Last year the Pentagon surveyed more than 28,500 U.S. troops regarding their illegal drug abuse and the results were startling. Approximately 25% of soldiers admitted to abusing prescription drugs; mostly pain relievers. Approximately 20% of Marines also admitted to abusing prescription drugs in that same time period. 

The survey further revealed the most abused drugs in the military are pain relievers and that they are abused at a rate three times that of the other 2 most abused drugs: 

  • Marijuana; and
  • Amphetamines.

The last time a survey of this nature was conducted was 2005, although results cannot be fairly compared as different questions were used in the 2008 survey; the 2008 survey asked more pointed questions than earlier years. The comparison between the 2 studies is both discouraging and disappointing. In 2005: 

  • 4% of soldiers reported abusing painkillers in the 30 days prior to the survey; and
  • 10% of soldiers reported abusing painkillers abuse within the last year.

In 2008, the results were much different: 

  • 13% of soldiers reported abusing painkillers in the 30 days prior to the survey; and
  • 22% of soldiers reported abusing painkillers within the last year.

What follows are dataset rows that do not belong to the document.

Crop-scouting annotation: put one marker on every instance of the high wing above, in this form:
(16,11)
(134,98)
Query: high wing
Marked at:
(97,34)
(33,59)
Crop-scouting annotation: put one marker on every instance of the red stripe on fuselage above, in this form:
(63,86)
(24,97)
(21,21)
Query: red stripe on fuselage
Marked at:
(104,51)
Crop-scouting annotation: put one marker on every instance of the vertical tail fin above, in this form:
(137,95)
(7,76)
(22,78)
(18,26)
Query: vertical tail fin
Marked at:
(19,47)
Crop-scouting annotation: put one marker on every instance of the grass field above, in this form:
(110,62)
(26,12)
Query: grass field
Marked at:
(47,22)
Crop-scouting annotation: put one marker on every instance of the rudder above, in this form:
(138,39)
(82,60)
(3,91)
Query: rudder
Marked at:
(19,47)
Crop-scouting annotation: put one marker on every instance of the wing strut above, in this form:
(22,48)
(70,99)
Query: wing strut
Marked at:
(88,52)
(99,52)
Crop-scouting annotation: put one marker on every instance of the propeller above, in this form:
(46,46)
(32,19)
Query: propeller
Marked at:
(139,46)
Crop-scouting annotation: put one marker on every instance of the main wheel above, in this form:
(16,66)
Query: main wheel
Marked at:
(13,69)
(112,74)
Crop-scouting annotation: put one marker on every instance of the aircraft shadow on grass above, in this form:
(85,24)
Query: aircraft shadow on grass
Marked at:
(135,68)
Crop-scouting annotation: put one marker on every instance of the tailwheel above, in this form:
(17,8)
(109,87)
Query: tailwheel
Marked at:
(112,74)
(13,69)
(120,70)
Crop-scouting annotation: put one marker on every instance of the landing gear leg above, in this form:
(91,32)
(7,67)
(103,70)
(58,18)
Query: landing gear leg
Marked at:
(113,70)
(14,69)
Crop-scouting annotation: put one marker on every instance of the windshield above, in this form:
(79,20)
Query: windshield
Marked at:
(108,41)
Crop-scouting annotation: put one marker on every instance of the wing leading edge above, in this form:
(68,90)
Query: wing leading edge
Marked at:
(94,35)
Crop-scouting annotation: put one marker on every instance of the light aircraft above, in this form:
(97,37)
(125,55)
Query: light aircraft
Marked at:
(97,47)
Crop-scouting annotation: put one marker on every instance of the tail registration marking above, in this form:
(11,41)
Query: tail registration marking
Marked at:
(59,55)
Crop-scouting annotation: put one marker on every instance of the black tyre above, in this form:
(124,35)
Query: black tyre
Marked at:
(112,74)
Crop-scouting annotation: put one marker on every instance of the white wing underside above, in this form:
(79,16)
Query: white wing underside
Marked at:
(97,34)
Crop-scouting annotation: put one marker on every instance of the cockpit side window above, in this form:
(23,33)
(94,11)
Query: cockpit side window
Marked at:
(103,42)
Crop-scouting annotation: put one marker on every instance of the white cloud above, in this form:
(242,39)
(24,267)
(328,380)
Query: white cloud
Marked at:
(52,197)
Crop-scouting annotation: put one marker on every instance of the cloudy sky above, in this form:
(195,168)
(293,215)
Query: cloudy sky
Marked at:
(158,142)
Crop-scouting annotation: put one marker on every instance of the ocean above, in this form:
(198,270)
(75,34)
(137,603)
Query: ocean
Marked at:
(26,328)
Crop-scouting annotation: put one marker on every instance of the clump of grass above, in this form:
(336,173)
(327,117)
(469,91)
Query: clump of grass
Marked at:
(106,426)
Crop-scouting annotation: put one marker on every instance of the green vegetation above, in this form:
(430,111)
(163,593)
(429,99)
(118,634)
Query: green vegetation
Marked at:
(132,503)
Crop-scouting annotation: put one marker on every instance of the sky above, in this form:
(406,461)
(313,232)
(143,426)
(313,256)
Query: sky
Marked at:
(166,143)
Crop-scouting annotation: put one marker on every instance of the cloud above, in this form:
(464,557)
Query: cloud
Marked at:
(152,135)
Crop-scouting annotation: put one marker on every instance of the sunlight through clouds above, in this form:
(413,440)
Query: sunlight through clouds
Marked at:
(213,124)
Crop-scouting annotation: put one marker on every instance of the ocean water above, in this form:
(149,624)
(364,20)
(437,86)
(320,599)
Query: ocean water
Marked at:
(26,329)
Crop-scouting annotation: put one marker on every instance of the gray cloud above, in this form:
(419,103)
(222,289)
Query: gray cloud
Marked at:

Other survey findings to note: 

  • In 2005 the percentage of troops reporting symptoms of post-traumatic stress disorder (PTSD) was 7% and in 2008 it was 11%;
  • The 2 branches with the largest increases were the Army and the Marine Corps; the 2 branches doing the majority of the fighting in Iraq and Afghanistan;
  • Almost 60% of Marines confessed to binge drinking; and
  • Thoughts of suicide among service members during the prior year jumped from 1% to 2% from 2005 to 2008.

The Army is expanding programs focusing on education and treatment of drug abuse. The few available counselors currently on staff, however, prevent the program from being as effective as necessary.